I noticed slight differences in the results when calculating the standard deviation using pandas and numpy, so I looked into it and took some notes.

github

  • The Jupyter notebook file is available on github here

google colaboratory

Execution Environment

!sw_vers

ProductName:	macOS
ProductVersion:	11.6.7
BuildVersion:	20G630

!python -V

Python 3.8.13

Running without any adjustments

import pandas as pd
import numpy as np

pd.Series([i for i in range(5)]).std()

1.5811388300841898

np.std([i for i in range(5)])

1.4142135623730951

The results from both are different. Upon checking the documentation, it turns out that numpy calculates with degrees of freedom $n$ by default, while pandas calculates with degrees of freedom $n-1$.

  • Degrees of freedom $n$

$$ s=\sqrt{\frac{1}{n} \sum_{i=1}^{n}\left(x_{i}-\bar{x}\right)^{2}} $$

  • Degrees of freedom $n - 1$

$$ s=\sqrt{\frac{1}{n-1} \sum_{i=1}^{n}\left(x_{i}-\bar{x}\right)^{2}} $$

If you explicitly specify the degrees of freedom in the arguments, the results will match.

print(pd.Series([i for i in range(5)]).std(ddof=0))
print(np.std([i for i in range(5)], ddof=0))

1.4142135623730951
1.4142135623730951

print(pd.Series([i for i in range(5)]).std(ddof=1))
print(np.std([i for i in range(5)], ddof=1))

1.5811388300841898
1.5811388300841898

When calculated according to the definitions, the results are as follows and they match.
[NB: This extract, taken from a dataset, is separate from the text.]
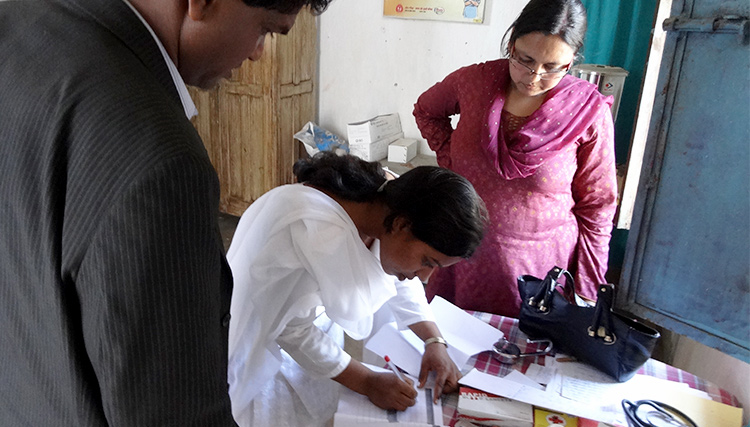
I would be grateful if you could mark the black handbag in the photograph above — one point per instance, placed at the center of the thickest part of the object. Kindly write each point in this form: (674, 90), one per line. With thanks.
(608, 341)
np.sqrt(np.sum(np.array([i * i for i in range(5)]) - np.power(np.mean([i for i in range(5)]), 2)) / 5)

1.4142135623730951

np.sqrt(np.sum(np.array([i * i for i in range(5)]) - np.power(np.mean([i for i in range(5)]), 2)) / 4)

1.5811388300841898

Although the difference becomes negligible with larger datasets, I took these notes because I encountered slightly different results.